L’innovation constante des technologies conduit les systèmes judiciaires et les professions du droit à relever un certain nombre de nouveaux défis. L’accès à la justice se trouve aujourd’hui grandement facilité par des services en ligne disponibles en permanence, à même d’informer les justiciables sur leurs droits, les différents modes de saisine des juridictions ou les procédures alternatives de règlement des conflits. De plus en plus de pays ont mis en place un suivi des procédures en ligne et le rappel de convocation à l’audience par message sur les téléphones mobiles. Le développement d’offres privées de résolution de litiges en ligne diversifie les modes de réponse offerts aux justiciables et encourage le traitement amiable. De nouveaux moyens d’automatisation et de traitement de l’information, comme l’intelligence artificielle, créent des nouvelles opportunités telles que des moteurs de recherche avancés ou l’analyse de la jurisprudence. Dans le domaine pénal, enfin, les forces de l’ordre et les autorités de poursuite disposent de moyens toujours plus performants pour prévenir et lutter contre la criminalité.
Le recours à ces outils numériques doit toutefois systématiquement s'accompagner d'une réflexion approfondie afin de pas affaiblir les principes fondamentaux guidant les systèmes judiciaires ni violer les garanties du droit à un procès équitable.
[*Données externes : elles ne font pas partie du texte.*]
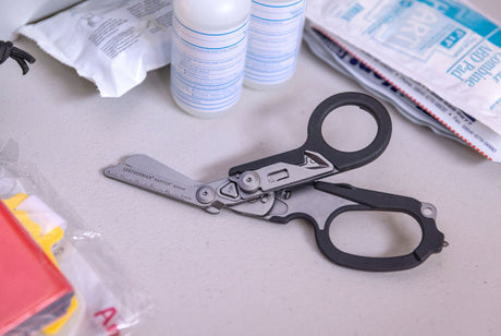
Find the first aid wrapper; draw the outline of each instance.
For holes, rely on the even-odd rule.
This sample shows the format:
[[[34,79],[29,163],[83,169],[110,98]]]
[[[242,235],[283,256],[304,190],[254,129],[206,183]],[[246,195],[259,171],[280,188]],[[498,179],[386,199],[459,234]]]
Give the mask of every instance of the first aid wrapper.
[[[317,0],[307,17],[501,133],[501,29],[469,3]]]
[[[87,0],[19,33],[120,97],[170,62],[171,27],[170,0]]]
- Comment s’assurer ainsi que la généralisation en cours de services dématérialisés n’aggrave pas la fracture numérique ou ne compromette pas l’égalité des armes ?
- Comment trouver un point d’équilibre, qui ne banaliserait pas les recours devant les tribunaux sans trop complexifier l’accès au juge ?
- Comment rendre justice, dans le cadre d’une procédure en ligne, tout en donnant le sentiment d’avoir été entendu équitablement par un juge se trouvant derrière un écran ?
- Comment identifier, administrer et échanger des nouveaux modes preuves dans ce nouvel espace dématérialisé ?
- En particulier, quelle valeur accorder à un document électronique ou une information enregistrée dans une « blockchain » ?
- Comment s’assurer que les services judiciaires opèrent dans des conditions strictes de respect des droits fondamentaux et de l’Etat de droit ?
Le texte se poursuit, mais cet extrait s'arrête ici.